Ezra nodded. He had tried to make friends with her, or at least pacify her, the day before the party. He took her bottle of wine and told her about the party and that his girlfriend was Jewish too, but she had threatened to call the police. He had sounded odd. Joe grabbed another beer from the bag.

“Great party, though,” he said.

“Yeah, great party,” snapped Greg, loudly breathing out smoke through tightly pursed lips. “Except fucking Lucas is going to give us some serious shit if she starts emailing him again. He doesn’t need it and we don’t need it. She emails him again and it’s us who gets the ball end of Lucas. He already told us: final final warning. And that was last time.”

“Fuck him, Greg. He’s just lonely,” said Joe.

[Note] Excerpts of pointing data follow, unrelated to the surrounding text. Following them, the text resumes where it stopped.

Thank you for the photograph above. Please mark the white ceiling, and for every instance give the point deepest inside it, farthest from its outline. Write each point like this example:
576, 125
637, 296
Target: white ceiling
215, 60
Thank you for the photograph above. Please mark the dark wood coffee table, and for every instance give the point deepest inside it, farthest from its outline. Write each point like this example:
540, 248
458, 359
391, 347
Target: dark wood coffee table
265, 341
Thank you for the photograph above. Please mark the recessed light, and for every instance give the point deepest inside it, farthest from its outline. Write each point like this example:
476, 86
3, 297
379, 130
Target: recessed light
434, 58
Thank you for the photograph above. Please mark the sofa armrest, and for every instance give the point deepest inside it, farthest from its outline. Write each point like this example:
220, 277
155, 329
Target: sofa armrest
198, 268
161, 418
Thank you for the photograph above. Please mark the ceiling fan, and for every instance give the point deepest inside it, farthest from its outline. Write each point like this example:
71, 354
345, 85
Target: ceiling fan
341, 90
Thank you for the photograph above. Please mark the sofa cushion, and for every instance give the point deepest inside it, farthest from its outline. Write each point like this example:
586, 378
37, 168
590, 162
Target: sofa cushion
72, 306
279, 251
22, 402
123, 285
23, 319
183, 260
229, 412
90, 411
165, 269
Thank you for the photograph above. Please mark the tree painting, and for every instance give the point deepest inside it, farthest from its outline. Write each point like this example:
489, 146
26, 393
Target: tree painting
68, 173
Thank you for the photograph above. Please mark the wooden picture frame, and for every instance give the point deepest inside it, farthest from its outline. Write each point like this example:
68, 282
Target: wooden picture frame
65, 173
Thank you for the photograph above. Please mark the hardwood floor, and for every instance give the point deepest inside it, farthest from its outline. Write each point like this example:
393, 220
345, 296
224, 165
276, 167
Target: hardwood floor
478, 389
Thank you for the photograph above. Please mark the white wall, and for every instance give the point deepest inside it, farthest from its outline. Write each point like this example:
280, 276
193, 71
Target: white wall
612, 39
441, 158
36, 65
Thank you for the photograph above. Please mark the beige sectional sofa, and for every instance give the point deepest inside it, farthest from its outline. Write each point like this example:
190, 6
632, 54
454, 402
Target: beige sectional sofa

“He owns the house, Joe,” said Ezra.

“It’s just a house. Who gives a shit?”

“I do,” said Tom. “I live here, all my stuff is here. We’ve got to not fuck this up.”

“I tried to remind you of that yesterday while your eyes rolled back in your head and you danced to ‘Common People’ on your now broken bed with half the fucking party.” Ezra hadn’t seen him in his girlfriend’s clothes, simulating fucking her from behind. Probably for the best.

“But that’s exactly it,” said Joe. “Fuck it. If he keeps on threatening us I’ll sort it out.”

“What are you going to do Joe? Get a fake passport for him? Sell him some coke? He’s well within his rights to kick us out already.” Ezra took a long swig on his can, a thin stream of the tepid lager trickling out the corner of his lips and down over his chin.

“I’ll sort it.”

“Don’t be a dickhead,” said Greg. “No one’s sorting out anything, least of all our fucking landlord.” Joe’s mind seemed to be wandering and he opened another beer, despite not having finished the last. Ezra shot a frown at Tom, who felt a bad taste in his mouth. “He can throw us out Joe.”

“Agreed,” said Jonathan, passing the joint to Greg and nodding at the stereo. “So shall we turn it down?”

They all smiled. Nobody moved. The music blasted onward.